A house is not just a roof over your head. It’s the architectural expression of a life. It’s an extension of your personality and aesthetic. Whether its walls are carefully adorned or its laundry room is overflowing, the house tells the story of the family who lives within it.
My parents’ house burned down last week in the Northern California fires. They lived in Santa Rosa. They retired to a house with a beautiful view and filled it with beautiful things and beautiful people who visited from all over. It was their dream home, and Mom used to joke that they’d have to roll her out of it. That was before the fire roared right down their street.
Whole communities were reduced to dust. So far the fires have scorched 220,000 acres and claimed 40 lives.
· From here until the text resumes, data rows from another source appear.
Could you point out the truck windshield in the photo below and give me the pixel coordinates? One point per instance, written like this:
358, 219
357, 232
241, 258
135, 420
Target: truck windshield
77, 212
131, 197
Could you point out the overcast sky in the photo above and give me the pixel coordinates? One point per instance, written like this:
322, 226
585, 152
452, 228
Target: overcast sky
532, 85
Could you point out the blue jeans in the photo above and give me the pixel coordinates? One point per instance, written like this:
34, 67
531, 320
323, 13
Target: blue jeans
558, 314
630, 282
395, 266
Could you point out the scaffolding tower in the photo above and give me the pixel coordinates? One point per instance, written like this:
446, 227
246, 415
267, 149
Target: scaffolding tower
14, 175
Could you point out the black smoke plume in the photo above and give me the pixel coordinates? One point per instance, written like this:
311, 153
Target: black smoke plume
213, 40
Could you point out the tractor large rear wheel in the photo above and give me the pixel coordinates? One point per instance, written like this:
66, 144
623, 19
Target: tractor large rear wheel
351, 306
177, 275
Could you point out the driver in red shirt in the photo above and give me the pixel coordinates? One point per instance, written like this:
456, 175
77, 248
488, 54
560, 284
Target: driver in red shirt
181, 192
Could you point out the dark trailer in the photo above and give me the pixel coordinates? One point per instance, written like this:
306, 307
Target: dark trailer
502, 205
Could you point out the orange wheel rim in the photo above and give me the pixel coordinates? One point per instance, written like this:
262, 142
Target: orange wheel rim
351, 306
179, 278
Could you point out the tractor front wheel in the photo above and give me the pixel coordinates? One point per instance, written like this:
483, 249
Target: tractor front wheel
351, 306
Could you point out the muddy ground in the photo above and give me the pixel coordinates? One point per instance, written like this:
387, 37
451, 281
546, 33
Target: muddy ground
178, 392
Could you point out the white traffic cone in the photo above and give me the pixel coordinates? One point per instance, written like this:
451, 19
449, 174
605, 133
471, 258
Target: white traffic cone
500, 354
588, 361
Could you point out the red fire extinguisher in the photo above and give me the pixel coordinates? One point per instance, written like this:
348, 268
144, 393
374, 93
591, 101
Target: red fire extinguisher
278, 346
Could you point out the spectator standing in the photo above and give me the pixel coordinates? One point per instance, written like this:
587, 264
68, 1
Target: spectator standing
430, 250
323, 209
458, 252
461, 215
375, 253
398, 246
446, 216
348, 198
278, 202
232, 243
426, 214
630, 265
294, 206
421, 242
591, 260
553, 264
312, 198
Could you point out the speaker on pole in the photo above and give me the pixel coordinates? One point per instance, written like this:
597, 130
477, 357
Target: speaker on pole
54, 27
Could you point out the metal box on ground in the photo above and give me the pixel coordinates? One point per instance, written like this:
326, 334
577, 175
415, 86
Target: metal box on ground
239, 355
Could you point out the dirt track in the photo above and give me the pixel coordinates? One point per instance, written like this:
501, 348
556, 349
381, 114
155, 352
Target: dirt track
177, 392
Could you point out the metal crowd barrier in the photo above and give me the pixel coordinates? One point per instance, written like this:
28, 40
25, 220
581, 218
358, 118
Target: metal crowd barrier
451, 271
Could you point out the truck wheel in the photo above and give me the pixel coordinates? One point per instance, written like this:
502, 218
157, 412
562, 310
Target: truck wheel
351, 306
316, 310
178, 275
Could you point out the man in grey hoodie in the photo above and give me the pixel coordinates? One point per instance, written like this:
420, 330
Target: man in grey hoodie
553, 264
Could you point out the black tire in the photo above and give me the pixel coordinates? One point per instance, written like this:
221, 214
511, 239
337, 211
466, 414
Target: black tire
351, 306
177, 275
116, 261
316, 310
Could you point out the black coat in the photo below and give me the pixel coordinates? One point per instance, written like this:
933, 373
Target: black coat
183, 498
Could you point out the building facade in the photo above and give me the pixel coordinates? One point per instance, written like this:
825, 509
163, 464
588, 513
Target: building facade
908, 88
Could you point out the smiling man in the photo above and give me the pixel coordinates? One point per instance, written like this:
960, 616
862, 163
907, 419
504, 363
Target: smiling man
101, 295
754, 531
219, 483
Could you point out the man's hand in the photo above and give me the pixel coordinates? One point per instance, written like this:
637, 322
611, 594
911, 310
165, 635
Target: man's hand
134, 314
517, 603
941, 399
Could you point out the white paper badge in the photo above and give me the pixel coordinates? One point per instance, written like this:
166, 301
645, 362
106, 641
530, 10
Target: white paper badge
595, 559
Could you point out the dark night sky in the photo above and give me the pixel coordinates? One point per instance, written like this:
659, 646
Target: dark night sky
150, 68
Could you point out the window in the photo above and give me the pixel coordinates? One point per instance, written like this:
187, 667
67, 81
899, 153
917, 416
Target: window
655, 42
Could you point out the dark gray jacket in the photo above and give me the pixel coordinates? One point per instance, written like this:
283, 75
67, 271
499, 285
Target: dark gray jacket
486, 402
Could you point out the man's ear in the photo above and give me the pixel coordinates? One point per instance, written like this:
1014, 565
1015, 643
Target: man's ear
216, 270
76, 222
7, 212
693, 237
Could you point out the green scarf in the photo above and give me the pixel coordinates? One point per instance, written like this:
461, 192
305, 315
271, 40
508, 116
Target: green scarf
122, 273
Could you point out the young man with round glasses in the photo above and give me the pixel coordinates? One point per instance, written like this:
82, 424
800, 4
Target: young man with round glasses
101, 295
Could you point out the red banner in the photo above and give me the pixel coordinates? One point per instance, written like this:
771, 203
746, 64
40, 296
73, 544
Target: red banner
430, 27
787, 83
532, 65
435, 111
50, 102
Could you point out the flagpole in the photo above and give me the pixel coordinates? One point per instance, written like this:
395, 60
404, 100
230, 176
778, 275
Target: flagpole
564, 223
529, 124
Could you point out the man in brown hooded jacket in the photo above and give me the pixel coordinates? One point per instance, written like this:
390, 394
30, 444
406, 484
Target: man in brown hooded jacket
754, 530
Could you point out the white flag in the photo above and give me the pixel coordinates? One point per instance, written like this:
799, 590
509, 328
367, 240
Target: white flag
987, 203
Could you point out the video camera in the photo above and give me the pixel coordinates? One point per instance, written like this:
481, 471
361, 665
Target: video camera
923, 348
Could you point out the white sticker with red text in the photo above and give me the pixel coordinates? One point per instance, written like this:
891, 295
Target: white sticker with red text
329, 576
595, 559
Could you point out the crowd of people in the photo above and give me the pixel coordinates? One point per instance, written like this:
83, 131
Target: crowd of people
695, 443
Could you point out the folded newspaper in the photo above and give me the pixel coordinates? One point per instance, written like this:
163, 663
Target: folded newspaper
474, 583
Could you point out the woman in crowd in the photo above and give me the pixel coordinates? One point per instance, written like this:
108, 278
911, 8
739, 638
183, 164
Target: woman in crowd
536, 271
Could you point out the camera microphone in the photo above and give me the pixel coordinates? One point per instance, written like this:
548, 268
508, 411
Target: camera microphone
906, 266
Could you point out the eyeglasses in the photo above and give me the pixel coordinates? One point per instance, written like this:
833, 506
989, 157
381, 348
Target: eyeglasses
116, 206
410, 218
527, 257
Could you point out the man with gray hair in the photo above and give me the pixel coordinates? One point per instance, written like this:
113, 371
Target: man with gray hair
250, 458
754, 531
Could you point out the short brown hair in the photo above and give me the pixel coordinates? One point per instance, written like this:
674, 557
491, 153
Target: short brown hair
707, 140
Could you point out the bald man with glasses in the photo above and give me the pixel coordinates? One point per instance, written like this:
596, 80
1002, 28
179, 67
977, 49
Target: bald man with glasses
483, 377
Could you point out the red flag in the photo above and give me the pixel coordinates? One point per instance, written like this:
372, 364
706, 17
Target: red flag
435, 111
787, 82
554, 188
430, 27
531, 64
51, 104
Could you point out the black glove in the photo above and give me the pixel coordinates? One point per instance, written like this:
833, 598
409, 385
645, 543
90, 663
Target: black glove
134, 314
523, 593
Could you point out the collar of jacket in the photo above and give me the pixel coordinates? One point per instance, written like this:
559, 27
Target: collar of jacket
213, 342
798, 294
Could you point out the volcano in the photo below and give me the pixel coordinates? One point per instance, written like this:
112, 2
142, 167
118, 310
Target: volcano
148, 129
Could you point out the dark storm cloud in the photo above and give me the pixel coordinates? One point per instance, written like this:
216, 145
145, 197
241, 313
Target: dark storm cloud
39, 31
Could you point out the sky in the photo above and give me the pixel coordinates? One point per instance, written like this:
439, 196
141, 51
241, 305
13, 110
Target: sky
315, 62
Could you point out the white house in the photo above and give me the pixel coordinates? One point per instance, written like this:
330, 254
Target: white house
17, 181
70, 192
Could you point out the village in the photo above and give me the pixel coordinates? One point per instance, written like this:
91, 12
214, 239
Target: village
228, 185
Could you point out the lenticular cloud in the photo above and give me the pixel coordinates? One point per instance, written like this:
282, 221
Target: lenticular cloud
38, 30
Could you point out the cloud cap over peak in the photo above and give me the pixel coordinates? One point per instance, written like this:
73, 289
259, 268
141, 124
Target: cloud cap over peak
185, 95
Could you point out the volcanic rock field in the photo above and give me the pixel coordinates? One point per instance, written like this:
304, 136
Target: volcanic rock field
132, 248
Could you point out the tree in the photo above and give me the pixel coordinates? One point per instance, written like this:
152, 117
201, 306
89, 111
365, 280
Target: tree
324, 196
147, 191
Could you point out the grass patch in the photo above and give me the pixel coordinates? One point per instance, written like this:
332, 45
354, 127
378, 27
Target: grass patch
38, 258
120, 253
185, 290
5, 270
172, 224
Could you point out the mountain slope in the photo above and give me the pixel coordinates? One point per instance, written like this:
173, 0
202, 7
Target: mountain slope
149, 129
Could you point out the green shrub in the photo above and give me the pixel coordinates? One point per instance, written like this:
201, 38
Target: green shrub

The father of a friend wrote about the ache of putting his house up for sale recently, “any place you live a life you love develops ties that bleed when you cut them.” But does it merely bleed when the loss of the home is not your choice? And what does it mean when 3,000 are gone? Is it hemorrhaging?
I am so grateful that my parents were not there when it happened. They were away on a trip scheduled to return the next day. Yet “What Ifs” keep me up at night: what if they slept through it; what if they tried to gather too many vital documents; what if they searched just a little too long for their beloved cat? Poor, sweet LouLou.
Mornings are hard. Mornings punch you in the gut with the fact that this is not a dream, that your life is forever changed. Heirlooms are gone, as are all the photos of your family before the digital age, and everything you proudly collected – art, books, model trains. And you miss your cat.
Now they wait to return to a pile of ash. And they are resilient. They are sad but determined. Frustrated but hopeful. They do not regret. They do not despair. They are alive, and they are making plans. They are amazing. We are lucky.